A quelques mois de son congrès, la CGT fait sa rentrée, consciente des critiques sur les cause de l’échec du front syndical en juin.
Le 8 septembre, la CGT tenait son meeting de rentrée sous le titre : « Construire une rentrée de luttes ». Si la CGT est au cœur de toutes les interrogations syndicales, c’est évidemment parce qu’elle tient une place stratégique, en particulier dans le front des huit organisations, qui avait suscité l’espoir avant de péricliter en mai-juin. Difficile de dire si le front va se reconstituer, même pour le 7 octobre, date de mobilisation internationale contre le travail précaire. Consciente des difficultés, la CGT semble avoir choisi d’agir sans attendre.

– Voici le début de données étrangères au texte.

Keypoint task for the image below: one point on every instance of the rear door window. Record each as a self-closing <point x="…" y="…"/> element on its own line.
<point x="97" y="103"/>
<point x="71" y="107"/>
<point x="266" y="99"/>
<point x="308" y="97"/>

En réponse au besoin exprimé publiquement (New Fabris, Continental, etc.) de rassembler les luttes contre les licenciements, les fédérations de la chimie et de la métallurgie appellent à une manifestation le 17 septembre, devant la Bourse de Paris. Bernard Thibault annonce dans la foulée une « manifestation nationale à Paris » le 22 octobre, « pour l’avenir de l’emploi et des industries ». Sarkozy marche aussitôt sur ses plates-bandes en « reprenant » l’idée CGT d’états généraux de l’industrie avant fin 2009.
Pourquoi des dates d’action CGT ? Même si Bernard Thibault est souvent adepte de la méthode Coué (affirmant un prétendu embarras du pouvoir face au front syndical, alors que Sarkozy joue sur les contradictions stratégiques des uns et des autres), il est impossible de ne pas voir le malaise profond qui traverse la confédération à la veille de son congrès. Et ce n’est pas seulement à Continental que les questions se posent : ce n’est là que la partie ultra-médiatisée de l’iceberg.
Les interrogations sur la stratégie des luttes se sont multipliées. La CGT, elle-même, a demandé à ses structures de donner leur avis, ce qu’elles ont fait dans 30 contributions intéressantes. La synthèse qui en ressort est la nécessité de « ne pas repartir sur le rythme qui a amené à la démobilisation », de « donner de la visibilité à une rentrée offensive », et d’un « chiffrage des revendications ».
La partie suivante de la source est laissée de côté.